ESTUPRADOR LIVRE – Justiça revoga prisão preventiva de Kel Ferreti, condenado por estupro em Maceió

Influenciador tambem é apontado como suposto chefe de uma organização criminosa envolvida com jogos de azar online

A Justiça de Alagoas revogou, nesta quarta-feira (6), a prisão preventiva do influenciador digital Kel Ferreti, condenado a 10 anos de reclusão pelo crime de estupro contra uma enfermeira de 28 anos em Maceió. A decisão da Câmara Criminal do Tribunal de Justiça de Alagoas permite que o réu recorra em liberdade. Segundo a defesa, não foram impostas medidas cautelares.

Ferreti havia sido denunciado pelo Ministério Público do Estado pelos crimes de estupro e lesão corporal. Conforme a acusação, o abuso sexual ocorreu em julho de 2024, após o influenciador conhecer a vítima por meio de um grupo de apostas online. A mulher relatou que, após trocas de mensagens de teor sexual, os dois marcaram um encontro em uma pousada no bairro de Cruz das Almas, na capital. Ela afirmou que foi submetida a uma relação sexual violenta e não consentida.

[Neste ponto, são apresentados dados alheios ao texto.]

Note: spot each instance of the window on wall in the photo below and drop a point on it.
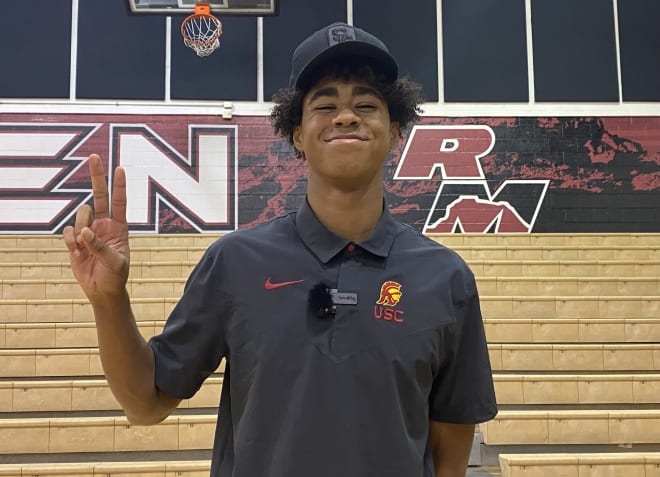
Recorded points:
(297, 19)
(36, 52)
(484, 51)
(229, 73)
(120, 55)
(639, 42)
(574, 50)
(409, 31)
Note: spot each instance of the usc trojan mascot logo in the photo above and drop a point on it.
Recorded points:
(390, 294)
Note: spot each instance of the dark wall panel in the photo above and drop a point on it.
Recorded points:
(229, 73)
(296, 21)
(35, 50)
(574, 50)
(485, 50)
(120, 55)
(409, 31)
(639, 41)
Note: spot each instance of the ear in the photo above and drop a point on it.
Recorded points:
(395, 133)
(298, 138)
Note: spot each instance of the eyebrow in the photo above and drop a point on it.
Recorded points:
(357, 91)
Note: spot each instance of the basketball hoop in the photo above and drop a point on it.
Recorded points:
(201, 31)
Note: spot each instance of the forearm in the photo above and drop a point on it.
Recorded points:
(128, 362)
(451, 445)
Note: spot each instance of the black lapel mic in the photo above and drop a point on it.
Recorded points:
(320, 301)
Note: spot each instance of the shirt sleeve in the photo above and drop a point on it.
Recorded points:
(462, 391)
(192, 343)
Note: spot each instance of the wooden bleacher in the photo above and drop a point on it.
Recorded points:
(573, 324)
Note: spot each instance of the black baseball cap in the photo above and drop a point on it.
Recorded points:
(335, 41)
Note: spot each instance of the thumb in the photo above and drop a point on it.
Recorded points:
(91, 241)
(99, 248)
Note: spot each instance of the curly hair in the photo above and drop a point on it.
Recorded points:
(402, 97)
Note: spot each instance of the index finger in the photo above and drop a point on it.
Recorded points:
(119, 196)
(99, 187)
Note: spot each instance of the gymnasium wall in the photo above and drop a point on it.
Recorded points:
(540, 115)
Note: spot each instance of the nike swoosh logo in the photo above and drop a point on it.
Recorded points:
(271, 286)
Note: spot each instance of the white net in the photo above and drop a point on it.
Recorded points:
(202, 33)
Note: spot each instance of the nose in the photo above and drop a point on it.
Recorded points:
(346, 117)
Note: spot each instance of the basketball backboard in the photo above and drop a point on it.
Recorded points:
(218, 7)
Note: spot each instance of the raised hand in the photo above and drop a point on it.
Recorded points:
(98, 243)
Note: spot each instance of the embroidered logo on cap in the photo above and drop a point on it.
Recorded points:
(340, 34)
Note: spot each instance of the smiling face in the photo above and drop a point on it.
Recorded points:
(345, 133)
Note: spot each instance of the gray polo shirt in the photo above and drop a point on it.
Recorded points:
(322, 386)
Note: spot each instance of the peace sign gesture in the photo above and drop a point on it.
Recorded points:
(98, 243)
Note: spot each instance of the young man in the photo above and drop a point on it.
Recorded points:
(354, 345)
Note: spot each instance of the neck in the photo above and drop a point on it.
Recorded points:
(351, 215)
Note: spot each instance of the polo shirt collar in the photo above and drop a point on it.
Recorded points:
(326, 244)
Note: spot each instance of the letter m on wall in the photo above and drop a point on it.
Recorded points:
(163, 187)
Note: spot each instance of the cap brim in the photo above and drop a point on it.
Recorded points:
(379, 59)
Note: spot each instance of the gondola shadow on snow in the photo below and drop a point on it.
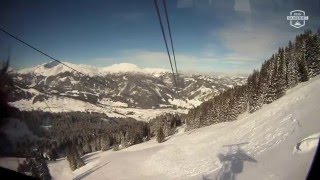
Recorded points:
(86, 173)
(232, 162)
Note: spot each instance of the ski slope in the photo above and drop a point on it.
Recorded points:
(267, 139)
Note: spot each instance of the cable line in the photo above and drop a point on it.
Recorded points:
(165, 41)
(170, 36)
(45, 54)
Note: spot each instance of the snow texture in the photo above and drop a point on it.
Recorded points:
(263, 150)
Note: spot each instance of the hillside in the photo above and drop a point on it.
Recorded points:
(118, 90)
(267, 142)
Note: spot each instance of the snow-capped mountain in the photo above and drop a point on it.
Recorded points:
(122, 86)
(54, 68)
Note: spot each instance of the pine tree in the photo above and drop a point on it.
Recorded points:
(160, 135)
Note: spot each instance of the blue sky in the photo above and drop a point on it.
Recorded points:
(209, 35)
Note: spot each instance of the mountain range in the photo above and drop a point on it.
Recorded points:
(117, 90)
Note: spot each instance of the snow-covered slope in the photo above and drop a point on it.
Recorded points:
(264, 139)
(119, 86)
(54, 68)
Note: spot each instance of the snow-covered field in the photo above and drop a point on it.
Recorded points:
(267, 141)
(60, 104)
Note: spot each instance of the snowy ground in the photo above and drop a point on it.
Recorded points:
(268, 138)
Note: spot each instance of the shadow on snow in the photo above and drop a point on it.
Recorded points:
(232, 162)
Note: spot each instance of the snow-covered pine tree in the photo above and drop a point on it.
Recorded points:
(281, 74)
(292, 66)
(300, 51)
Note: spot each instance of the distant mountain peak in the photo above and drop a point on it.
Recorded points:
(54, 68)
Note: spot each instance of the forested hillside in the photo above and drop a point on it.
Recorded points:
(297, 62)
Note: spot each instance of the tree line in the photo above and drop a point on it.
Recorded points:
(297, 62)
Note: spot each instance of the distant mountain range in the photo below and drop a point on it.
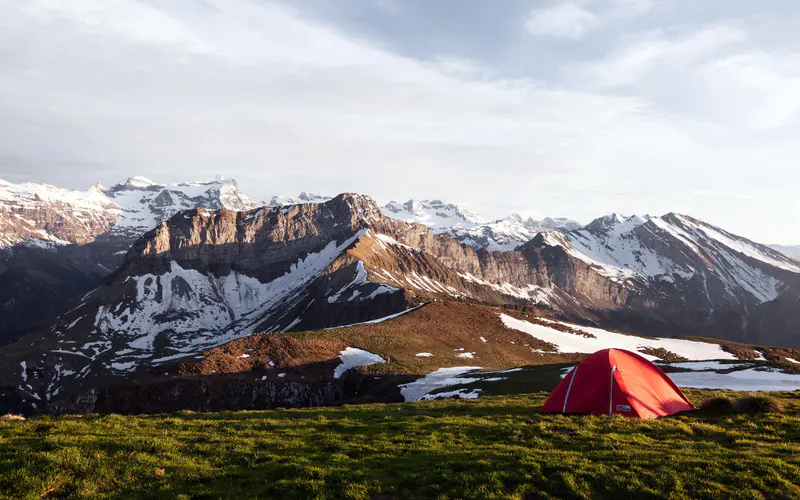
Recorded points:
(107, 286)
(789, 251)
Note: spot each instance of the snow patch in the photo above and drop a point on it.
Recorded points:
(353, 357)
(571, 343)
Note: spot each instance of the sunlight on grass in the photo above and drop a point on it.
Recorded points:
(498, 447)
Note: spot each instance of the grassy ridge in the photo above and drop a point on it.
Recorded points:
(497, 447)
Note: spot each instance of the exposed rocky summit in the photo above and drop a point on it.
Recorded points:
(206, 277)
(58, 243)
(469, 228)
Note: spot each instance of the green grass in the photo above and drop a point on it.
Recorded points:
(497, 447)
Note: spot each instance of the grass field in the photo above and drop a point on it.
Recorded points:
(495, 447)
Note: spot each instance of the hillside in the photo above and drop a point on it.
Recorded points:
(498, 447)
(441, 345)
(57, 244)
(204, 277)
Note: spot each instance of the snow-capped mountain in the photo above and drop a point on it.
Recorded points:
(469, 228)
(791, 251)
(436, 214)
(37, 213)
(507, 234)
(674, 247)
(303, 197)
(143, 203)
(56, 243)
(205, 277)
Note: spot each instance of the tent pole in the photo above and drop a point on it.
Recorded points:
(611, 392)
(569, 388)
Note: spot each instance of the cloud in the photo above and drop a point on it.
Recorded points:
(563, 20)
(636, 56)
(572, 20)
(97, 90)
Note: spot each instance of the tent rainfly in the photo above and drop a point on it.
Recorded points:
(616, 381)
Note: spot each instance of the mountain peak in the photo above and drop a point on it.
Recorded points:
(139, 181)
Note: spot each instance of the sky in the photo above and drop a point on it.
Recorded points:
(573, 108)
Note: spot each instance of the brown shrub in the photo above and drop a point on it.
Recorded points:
(12, 418)
(717, 405)
(662, 354)
(758, 404)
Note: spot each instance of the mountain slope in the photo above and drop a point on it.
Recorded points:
(466, 227)
(57, 243)
(793, 252)
(204, 277)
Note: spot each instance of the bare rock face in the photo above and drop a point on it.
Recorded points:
(56, 243)
(205, 277)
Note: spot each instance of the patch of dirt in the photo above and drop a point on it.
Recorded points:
(662, 354)
(443, 329)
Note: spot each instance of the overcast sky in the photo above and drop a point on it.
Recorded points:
(548, 108)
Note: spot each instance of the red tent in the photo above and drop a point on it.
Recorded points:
(617, 381)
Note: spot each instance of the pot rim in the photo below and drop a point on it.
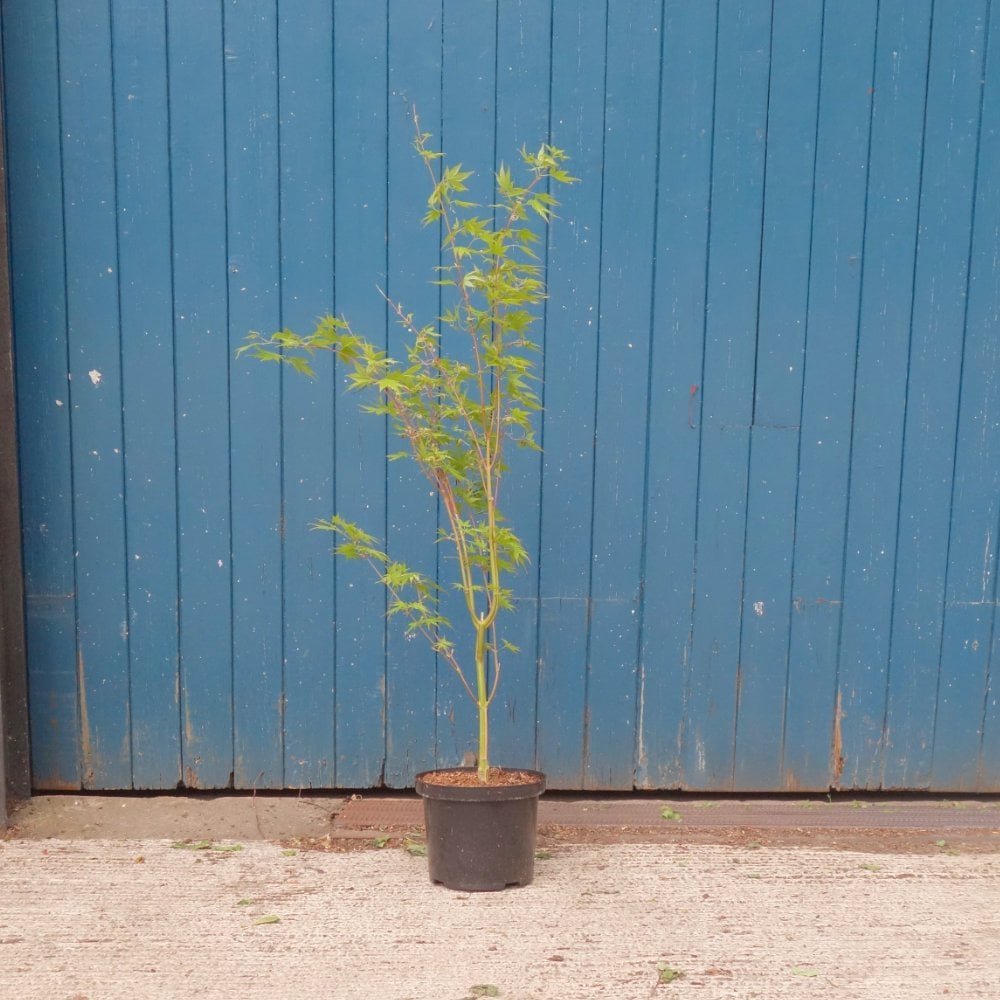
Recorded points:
(478, 793)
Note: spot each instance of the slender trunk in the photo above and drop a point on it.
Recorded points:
(482, 702)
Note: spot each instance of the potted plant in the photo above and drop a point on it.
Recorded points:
(462, 393)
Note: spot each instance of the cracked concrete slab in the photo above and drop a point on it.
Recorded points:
(103, 920)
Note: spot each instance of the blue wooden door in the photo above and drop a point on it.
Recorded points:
(764, 523)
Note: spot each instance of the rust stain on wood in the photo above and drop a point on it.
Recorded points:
(837, 758)
(86, 745)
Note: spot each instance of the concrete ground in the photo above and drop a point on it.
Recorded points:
(285, 898)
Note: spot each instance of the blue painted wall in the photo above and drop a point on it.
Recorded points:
(764, 525)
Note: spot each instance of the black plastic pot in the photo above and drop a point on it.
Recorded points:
(480, 838)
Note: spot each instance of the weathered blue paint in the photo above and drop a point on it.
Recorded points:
(764, 524)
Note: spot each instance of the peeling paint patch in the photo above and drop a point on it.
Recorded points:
(86, 745)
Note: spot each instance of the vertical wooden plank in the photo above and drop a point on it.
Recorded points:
(95, 367)
(812, 742)
(195, 49)
(966, 736)
(739, 126)
(574, 269)
(880, 390)
(774, 447)
(631, 103)
(143, 171)
(955, 77)
(305, 112)
(414, 82)
(676, 359)
(524, 33)
(34, 164)
(360, 78)
(253, 209)
(468, 136)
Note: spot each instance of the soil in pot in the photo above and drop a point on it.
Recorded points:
(480, 837)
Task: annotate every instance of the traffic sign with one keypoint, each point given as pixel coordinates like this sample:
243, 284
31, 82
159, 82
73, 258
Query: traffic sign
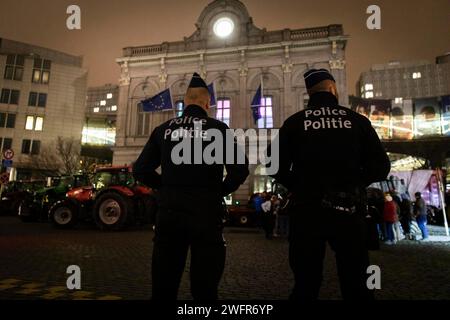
8, 154
4, 178
7, 163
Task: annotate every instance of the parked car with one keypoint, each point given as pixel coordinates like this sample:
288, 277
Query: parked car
35, 206
113, 201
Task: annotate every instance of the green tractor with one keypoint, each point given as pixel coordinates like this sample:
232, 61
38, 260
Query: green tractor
36, 205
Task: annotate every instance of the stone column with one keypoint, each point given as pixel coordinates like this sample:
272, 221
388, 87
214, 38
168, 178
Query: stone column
123, 106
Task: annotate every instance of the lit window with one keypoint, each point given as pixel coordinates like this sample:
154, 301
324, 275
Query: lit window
39, 123
265, 110
41, 71
14, 67
223, 110
223, 27
369, 94
179, 106
398, 100
30, 123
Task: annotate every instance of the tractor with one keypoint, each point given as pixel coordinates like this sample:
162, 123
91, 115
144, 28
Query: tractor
114, 200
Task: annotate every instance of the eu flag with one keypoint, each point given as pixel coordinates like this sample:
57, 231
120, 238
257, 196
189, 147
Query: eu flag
161, 101
256, 103
212, 94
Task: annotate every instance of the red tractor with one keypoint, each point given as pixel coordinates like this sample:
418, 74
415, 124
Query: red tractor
113, 201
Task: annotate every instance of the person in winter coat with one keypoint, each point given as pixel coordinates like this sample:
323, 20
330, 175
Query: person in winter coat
390, 217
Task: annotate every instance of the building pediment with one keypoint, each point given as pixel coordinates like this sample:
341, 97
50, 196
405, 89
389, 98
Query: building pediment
227, 24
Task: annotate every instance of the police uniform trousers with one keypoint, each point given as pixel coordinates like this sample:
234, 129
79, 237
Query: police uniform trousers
188, 218
311, 228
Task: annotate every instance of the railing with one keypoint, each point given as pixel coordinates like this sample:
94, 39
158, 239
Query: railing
143, 51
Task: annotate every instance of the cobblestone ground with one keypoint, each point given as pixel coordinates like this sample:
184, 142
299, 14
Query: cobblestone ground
34, 258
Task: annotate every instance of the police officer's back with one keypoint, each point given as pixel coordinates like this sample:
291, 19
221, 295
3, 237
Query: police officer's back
191, 191
328, 155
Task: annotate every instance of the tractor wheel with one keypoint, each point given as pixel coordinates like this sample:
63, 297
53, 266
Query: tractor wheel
24, 213
63, 215
243, 220
112, 211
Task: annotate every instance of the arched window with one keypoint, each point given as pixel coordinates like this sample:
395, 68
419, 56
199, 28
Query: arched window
265, 110
179, 108
143, 119
223, 110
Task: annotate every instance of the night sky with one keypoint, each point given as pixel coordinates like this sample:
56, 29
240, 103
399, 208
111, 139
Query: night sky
411, 30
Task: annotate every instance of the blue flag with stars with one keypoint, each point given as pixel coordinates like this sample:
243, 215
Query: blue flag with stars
212, 94
256, 103
161, 101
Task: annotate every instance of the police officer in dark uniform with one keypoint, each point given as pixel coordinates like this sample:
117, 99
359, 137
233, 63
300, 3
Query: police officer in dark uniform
328, 155
190, 197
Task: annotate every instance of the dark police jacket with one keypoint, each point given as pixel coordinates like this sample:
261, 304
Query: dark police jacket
188, 176
329, 148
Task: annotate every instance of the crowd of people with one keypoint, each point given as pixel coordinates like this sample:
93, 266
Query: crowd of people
402, 218
272, 213
399, 217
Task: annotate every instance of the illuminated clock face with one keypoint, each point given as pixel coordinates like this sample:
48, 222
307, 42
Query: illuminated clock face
223, 27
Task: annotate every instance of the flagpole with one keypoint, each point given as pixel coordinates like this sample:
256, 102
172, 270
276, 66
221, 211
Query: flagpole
262, 89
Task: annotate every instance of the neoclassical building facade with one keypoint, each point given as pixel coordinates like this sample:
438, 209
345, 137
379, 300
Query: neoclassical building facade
230, 51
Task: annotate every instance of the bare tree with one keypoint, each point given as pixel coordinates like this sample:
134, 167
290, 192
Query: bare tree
68, 151
59, 157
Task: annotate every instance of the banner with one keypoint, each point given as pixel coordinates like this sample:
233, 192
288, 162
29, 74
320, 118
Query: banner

No Boletim de Ocorrência registrado em setembro, a vítima detalhou que ficou bastante machucada e que o influenciador demonstrou indiferença. Como prova, foram apresentados prints de conversas nas quais Ferreti sugere que a mulher “coloque gelo no local” para aliviar a dor. Ainda segundo o relato, ele teria se identificado como policial e dito que sabia medir sua força por já ter “batido em muitos bandidos”.

Apesar da condenação, a defesa do influenciador afirma que irá recorrer e que mantém a tese de inocência. “A liberdade do Kel foi um passo essencial, mas a luta pela absolvição continua. Temos plena convicção de sua inocência. Nos autos, não há provas que sustentem a acusação. O que existe é uma narrativa frágil, sem respaldo técnico ou jurídico”, declarou a advogada Amanda Montenegro, em nota enviada ao portal g1.

Investigado por organização criminosa

Antes de ser denunciado por estupro, Ferreti já era alvo da Justiça em outro processo. Ele foi preso em dezembro de 2025 durante a Operação Trapaça, deflagrada pelo Grupo de Atuação Especial de Combate à Sonegação Fiscal e Lavagem de Bens (GAESF). A investigação o apontava como líder de uma organização criminosa envolvida em jogos de azar online e possíveis fraudes bancárias.

Durante a ação policial, foram apreendidos no apartamento do influenciador R$ 20 mil em espécie, joias, 14 aparelhos iPhone e um Porsche. Segundo os investigadores, as empresas ligadas a Ferreti apresentavam movimentações financeiras suspeitas e estariam envolvidas em golpes virtuais.

Apesar da revogação da prisão preventiva, os processos contra Kel Ferreti continuam em andamento. Ele responde agora em liberdade.